Post 3044: Light time, night time


I don’t feel like working today. So much so, that  I briefly considered calling in sick, even though I work from my home studio on Mondays and arriving here is as simple as getting out of bed and crossing the driveway. I’m not really sick at the moment though, I’m just fuzzy and I would like more sleep, so I kicked myself out from under the covers and here I sit, watching the light rise around me. From my desk at home I have a clear view to the ocean, enough so that I can tell whether it’s a calm day out there or a choppy one, enough so that I can see the colour of the sunrise as it spreads across the sea.

Over the weekend it became apparent that with the summer foliage gone, we can glimpse the ocean from pretty much every room in our house during the wintertime. We can stand on our deck in the night and see the ferries sail by, lights blazing – and the cold air of winter carries the dark water in it.

When I moved here, a friend (who was about to get a divorce but didn’t know it yet), told me that the worst thing about living on Gabriola was the darkness of winter here. There are no street lights, and houses are set back from the road and surrounded by trees. The power goes off on the regular (it went out last night for two hours) due to windstorms and aging hydro infrastructure, and the coast is always cloudy in the wintertime. She moved off the island a month after I moved onto it, and I wondered then how much the darkness would affect me. Even in Gibsons, there was quite a bit of ambient light both from the town and from the city of Vancouver – which is not the case on our side of the island – it gets really dark here.

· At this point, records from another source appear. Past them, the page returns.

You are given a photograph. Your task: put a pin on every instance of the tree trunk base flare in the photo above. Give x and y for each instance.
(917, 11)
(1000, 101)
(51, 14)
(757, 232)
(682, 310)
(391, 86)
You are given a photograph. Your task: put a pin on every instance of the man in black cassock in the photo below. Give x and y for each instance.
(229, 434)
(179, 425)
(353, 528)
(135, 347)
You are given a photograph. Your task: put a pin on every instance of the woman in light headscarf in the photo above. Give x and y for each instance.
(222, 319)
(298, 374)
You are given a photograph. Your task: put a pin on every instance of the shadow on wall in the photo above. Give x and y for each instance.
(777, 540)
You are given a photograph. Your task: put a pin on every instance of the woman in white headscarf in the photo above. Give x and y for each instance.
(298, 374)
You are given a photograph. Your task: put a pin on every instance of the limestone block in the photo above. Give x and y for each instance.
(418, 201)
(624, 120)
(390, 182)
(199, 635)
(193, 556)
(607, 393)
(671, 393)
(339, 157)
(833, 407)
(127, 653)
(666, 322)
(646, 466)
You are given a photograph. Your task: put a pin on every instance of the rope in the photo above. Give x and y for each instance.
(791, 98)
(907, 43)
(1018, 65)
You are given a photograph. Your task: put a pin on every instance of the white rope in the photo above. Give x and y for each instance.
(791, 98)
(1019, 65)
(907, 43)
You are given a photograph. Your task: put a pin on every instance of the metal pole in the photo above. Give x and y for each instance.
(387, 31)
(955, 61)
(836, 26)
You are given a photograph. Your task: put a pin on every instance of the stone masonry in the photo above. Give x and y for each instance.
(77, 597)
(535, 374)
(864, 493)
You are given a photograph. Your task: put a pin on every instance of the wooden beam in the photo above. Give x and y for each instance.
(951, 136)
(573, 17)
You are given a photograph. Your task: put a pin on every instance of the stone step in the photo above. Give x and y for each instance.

Thus far, all I can report is that I sleep more deeply, that a wool blanket has never been more welcome in my life, and that stocking the wood for the stove during daylight is essential if you don’t want to be scared by a raccoon in the woodshed at night. Granted, this is our first winter here, perhaps I will grow to dislike all these things immensely. Maybe the awareness of light or its absence will prove to be too much, and I’ll long for the city again. I’m  counting on that not being the case, but it could be.

Yesterday I went to a place called the Net Loft for a meditation gathering that happens every Sunday. An incredible spot, with windows to the ocean in a perfect and protected bay – I entered, bowed before the altar before sitting, and for an hour my knees touched the floor in the silence of becoming. It is true that the nights here are very dark, but the light from the water is always buoyant.